男装した伯爵令嬢ですが、大公殿下にプロポーズされました

それから七日が過ぎ、邪視の少年を発見したという一報が、殿下の元に届いた。

日もとうに落ちて、ランプの明かりだけの薄暗い執務室に、殿下とクロードさんと私がいる。

長椅子には殿下と私、テーブルを挟んだ向かいの、ひとり掛け椅子にクロードさんが座っていた。


「やはりな……。
残念だが、叔父上は黒だった……」


そういった殿下は、苦しそうに顔をしかめている。

バルドン公爵を疑いつつも、信じたい気持ちを捨てられずにいた殿下。

公爵が黒幕だったという事実は、かなり心に痛いようだ。


邪視の子供を見つけるに至る経過は、こうだ。

七日前に殿下は、バルドン公爵の屋敷を見張るようにと、青の騎士に指令を出した。

邪視の子供が直接屋敷に出入りする様子は見られなかったが、バルドン家の執事が不審な動きをしていることに気づく。

真夜中に、都の北側にある貧民街に足を運んでいるのは、どういうわけか……。


気づかれぬように尾行した青の騎士が目にしたのは、闇の中で、髭面の男に金貨を渡している執事の姿。

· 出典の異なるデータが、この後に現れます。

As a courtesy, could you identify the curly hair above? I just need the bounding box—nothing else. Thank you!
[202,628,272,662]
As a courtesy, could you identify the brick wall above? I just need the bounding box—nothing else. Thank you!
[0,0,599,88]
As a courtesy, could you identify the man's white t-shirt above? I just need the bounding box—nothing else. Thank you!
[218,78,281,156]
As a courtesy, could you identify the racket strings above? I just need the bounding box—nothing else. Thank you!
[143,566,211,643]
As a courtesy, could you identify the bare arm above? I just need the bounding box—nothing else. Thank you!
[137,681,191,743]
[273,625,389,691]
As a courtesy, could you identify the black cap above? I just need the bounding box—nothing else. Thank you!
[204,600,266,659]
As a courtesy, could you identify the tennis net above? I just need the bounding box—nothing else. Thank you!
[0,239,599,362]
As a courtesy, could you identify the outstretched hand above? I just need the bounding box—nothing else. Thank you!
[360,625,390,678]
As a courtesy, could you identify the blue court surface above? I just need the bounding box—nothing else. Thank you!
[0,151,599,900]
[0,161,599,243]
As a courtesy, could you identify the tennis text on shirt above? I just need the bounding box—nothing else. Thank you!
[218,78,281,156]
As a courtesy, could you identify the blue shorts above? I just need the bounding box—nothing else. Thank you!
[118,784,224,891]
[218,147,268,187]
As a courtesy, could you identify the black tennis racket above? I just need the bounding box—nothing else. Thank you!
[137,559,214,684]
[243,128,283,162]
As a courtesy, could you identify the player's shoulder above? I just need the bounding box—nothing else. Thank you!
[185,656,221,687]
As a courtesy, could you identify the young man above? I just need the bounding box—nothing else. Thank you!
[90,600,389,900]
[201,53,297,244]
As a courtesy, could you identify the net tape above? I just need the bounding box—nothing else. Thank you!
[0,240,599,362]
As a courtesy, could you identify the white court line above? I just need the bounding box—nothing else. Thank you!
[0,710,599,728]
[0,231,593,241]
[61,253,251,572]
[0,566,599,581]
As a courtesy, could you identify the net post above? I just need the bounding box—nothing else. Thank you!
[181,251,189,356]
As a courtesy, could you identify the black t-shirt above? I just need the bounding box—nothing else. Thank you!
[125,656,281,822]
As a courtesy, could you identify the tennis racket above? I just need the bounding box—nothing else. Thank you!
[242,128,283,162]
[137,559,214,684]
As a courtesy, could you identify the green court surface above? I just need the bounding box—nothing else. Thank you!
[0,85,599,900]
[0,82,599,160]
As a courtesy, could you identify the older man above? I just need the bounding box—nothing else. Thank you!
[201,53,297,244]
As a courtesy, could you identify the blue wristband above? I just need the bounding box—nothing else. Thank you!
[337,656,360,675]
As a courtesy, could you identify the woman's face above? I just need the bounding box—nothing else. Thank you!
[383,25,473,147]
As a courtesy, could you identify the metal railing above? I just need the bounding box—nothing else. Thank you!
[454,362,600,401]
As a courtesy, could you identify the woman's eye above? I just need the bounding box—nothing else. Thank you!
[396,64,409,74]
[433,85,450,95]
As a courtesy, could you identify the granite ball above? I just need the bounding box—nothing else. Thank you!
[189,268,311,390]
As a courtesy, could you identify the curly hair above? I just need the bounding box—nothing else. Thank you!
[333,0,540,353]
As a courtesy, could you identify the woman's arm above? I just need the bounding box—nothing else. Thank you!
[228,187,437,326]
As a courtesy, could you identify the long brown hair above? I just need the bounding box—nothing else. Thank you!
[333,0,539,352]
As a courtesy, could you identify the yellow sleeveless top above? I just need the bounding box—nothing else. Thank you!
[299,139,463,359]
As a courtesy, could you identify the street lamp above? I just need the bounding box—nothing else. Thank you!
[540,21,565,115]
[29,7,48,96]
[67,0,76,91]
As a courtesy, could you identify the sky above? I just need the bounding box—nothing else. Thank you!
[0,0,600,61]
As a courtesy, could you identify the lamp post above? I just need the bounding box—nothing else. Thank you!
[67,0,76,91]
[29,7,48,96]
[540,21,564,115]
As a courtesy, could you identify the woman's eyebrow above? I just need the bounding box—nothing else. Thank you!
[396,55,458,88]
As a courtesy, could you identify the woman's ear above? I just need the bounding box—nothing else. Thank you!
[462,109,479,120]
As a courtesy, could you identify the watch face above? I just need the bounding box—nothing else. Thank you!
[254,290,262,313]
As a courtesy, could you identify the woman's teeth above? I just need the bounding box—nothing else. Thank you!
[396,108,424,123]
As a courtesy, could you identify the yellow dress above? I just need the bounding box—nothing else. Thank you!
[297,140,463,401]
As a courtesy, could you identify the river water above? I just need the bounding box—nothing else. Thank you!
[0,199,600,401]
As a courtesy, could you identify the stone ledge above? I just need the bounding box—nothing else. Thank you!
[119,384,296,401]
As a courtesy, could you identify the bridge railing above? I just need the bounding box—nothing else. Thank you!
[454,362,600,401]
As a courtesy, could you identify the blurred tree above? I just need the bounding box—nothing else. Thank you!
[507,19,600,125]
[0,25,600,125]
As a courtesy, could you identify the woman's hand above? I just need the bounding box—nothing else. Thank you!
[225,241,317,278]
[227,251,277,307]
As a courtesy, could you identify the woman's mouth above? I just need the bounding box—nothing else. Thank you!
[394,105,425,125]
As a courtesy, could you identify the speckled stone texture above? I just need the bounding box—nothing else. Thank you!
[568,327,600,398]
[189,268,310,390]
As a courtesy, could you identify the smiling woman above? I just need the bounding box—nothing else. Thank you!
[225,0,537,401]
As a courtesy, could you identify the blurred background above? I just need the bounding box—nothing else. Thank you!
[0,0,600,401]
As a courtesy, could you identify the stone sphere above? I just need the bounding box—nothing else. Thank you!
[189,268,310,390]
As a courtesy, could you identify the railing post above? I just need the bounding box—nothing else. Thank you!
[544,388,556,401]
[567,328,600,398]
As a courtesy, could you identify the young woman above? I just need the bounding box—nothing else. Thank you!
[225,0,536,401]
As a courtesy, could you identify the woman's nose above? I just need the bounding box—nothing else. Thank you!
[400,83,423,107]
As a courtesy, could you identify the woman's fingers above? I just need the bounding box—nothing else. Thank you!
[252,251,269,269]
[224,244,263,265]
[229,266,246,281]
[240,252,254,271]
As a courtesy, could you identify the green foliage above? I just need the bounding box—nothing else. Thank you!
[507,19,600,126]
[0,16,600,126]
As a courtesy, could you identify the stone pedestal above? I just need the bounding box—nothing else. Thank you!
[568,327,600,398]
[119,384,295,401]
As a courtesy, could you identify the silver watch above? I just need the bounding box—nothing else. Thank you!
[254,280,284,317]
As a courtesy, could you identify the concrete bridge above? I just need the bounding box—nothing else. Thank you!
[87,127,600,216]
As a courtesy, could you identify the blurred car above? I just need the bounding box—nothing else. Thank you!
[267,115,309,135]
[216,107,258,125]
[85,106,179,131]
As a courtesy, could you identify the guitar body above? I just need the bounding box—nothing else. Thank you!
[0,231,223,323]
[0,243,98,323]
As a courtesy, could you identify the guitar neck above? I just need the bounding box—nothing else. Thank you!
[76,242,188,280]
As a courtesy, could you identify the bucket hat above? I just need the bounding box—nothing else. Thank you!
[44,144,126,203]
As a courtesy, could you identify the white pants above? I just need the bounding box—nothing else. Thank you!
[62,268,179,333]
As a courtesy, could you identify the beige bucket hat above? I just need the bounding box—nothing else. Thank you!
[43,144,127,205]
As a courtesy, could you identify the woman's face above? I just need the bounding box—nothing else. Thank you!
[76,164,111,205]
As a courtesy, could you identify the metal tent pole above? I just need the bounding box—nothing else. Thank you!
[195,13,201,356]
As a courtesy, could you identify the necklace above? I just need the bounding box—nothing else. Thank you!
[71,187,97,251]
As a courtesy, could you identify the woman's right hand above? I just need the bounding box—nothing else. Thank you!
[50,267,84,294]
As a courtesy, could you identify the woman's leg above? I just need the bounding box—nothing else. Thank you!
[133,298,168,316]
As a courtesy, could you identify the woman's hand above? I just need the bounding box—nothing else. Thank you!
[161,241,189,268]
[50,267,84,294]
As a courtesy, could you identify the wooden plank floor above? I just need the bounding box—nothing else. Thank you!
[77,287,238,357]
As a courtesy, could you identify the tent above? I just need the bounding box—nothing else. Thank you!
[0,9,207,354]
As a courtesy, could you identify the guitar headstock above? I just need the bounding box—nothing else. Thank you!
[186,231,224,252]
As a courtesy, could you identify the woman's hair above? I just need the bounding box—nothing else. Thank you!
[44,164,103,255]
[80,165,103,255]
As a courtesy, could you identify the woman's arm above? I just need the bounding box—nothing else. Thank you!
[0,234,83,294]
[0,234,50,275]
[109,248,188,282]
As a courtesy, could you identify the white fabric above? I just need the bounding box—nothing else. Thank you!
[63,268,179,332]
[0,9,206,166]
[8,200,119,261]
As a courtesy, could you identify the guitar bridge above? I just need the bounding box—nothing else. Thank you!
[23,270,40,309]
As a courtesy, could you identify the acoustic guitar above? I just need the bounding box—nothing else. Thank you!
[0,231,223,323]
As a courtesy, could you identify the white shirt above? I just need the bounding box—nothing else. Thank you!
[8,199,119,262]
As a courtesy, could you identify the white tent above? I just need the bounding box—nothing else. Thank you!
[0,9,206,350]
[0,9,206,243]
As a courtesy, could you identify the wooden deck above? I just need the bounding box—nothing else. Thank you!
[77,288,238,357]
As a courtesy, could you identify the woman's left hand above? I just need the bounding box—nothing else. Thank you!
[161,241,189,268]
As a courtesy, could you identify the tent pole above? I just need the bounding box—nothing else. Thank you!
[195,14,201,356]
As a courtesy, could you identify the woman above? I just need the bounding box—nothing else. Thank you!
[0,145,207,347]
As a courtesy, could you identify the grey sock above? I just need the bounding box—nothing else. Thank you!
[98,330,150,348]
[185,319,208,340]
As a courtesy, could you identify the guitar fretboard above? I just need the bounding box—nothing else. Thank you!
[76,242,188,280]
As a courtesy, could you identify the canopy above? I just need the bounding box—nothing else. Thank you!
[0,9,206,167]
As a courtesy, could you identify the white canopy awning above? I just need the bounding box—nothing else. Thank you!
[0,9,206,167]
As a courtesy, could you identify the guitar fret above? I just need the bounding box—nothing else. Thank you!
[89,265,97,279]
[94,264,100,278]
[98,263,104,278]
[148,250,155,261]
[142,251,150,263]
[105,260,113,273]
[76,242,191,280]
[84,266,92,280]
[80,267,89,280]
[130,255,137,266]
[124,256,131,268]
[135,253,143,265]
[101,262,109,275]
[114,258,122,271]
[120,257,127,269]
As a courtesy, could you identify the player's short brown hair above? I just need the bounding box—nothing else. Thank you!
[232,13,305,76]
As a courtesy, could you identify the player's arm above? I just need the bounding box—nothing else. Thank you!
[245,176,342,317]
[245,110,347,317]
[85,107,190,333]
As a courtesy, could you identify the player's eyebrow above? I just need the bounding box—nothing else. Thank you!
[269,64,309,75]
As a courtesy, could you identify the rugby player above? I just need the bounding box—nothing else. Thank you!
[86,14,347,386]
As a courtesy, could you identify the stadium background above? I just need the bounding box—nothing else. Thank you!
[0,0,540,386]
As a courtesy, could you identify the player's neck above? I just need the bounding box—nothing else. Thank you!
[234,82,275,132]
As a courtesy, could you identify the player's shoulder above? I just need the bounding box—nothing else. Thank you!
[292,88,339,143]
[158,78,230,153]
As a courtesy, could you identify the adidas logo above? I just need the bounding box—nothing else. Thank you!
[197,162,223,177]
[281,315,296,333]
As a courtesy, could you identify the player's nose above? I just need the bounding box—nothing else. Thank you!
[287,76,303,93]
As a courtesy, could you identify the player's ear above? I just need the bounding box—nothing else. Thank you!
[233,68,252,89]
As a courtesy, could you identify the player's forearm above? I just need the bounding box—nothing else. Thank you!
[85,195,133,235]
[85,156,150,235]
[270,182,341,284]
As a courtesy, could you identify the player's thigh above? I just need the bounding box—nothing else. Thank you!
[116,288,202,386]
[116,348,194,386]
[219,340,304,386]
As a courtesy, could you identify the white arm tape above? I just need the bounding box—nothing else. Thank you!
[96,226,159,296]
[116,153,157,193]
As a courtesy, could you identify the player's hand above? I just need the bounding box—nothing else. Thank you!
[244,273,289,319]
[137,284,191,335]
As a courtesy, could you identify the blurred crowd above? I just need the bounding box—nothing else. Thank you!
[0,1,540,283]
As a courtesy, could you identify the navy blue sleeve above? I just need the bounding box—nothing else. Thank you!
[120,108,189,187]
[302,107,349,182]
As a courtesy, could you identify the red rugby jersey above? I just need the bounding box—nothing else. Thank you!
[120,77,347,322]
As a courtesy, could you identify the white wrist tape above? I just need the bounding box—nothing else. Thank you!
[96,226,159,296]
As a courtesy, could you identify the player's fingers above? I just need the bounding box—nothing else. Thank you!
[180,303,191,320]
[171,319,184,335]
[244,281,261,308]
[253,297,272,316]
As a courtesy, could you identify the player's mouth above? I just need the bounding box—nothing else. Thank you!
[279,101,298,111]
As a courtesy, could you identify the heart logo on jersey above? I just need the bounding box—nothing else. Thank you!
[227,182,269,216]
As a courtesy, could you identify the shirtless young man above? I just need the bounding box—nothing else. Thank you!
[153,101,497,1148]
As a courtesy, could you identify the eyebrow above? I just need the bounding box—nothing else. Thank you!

その後の調査で髭面の男は、一時期、都を騒がせていたボゾネ一味の残党だと判明した。

ボゾネ一味と言えば、暗殺、窃盗、麻薬や武器の密売など、悪事の限りを生業とする悪党団。

かつての私の脱走が、親玉を捕まえることに繋がり、一味は壊滅したかと思われたが、まだ生き残りがいたらしい。